3. Do All Private Associations Enjoy the Same Protections?
The short answer is No. All of the protections your association has the ability to invoke will be determined by your founding documents and likewise, all of the protections that are waived or surrendered, either knowingly or unknowingly will be determined within your founding documents. Documents that are not properly drafted, such as statutory compliant documents, will forfeit some or all of your private domain protections. Unfortunately most associations are founded as “statutory compliant” all because of what the founders of the association didn’t know at the time the association was formed. There is no more important decision you’ll make than the preparation of your founding documents. That is where you will secure or give up your protections of the private domain.

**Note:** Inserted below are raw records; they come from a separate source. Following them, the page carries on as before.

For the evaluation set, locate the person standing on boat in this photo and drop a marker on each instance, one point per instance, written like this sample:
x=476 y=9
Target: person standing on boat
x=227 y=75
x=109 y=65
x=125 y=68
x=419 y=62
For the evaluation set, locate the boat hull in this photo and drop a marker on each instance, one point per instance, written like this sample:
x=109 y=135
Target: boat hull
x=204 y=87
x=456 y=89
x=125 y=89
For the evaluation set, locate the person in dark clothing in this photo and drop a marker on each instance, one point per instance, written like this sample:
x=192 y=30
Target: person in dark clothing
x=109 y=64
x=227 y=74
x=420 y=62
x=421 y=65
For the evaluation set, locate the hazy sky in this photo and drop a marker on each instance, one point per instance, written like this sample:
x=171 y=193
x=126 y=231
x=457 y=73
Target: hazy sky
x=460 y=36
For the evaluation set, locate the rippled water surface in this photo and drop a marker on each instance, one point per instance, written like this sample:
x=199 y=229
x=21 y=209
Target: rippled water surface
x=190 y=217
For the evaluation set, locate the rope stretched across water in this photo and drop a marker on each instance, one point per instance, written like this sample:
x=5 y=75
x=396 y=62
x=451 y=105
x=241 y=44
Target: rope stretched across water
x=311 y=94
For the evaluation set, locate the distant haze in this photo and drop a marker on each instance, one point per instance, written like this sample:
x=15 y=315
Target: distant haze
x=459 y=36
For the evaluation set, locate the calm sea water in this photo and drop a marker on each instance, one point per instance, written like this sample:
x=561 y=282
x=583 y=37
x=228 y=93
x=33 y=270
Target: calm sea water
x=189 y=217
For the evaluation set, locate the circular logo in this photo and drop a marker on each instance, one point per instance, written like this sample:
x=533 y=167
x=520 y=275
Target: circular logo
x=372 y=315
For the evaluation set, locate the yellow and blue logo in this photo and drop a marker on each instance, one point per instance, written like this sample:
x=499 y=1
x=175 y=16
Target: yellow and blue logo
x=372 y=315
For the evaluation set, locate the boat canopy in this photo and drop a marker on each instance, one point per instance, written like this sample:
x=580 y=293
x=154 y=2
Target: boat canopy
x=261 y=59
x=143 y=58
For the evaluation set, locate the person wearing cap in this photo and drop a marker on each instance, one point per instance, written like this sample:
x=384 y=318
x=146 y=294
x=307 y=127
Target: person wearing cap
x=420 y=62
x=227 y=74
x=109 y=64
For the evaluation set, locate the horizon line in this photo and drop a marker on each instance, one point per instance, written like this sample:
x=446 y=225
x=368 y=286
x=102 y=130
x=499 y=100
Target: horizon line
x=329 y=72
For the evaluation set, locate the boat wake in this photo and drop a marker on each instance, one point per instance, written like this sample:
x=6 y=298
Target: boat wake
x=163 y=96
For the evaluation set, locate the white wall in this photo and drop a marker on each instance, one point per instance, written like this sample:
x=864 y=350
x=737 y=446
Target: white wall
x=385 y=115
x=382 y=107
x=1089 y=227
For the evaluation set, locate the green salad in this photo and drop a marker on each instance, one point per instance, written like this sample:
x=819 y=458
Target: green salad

4. Is there a Limit To The Protections of My Private Associations Activity?
Yes, there is a limit to the protections however it’s pretty extreme. In the wording of the courts; an association must be engaged in activity that creates a clear and present danger of a substantial evil before the state can obtain jurisdiction to interfere with the activities of the association.
Fortunately, The State does not get to arbitrarily decide what constitutes a substantial evil. That test has been in place in the courts for over 150 years. Basically, If your properly founded association is not engaging in activities that create an immediate threat of serious harm or death to people then the activities do not constitute a “clear and present danger of a substantial evil”. To sum it up, don’t follow the lead of Jim Jones and try to get your members to drink the grape Kool-Aid and you’ll have nothing to worry about.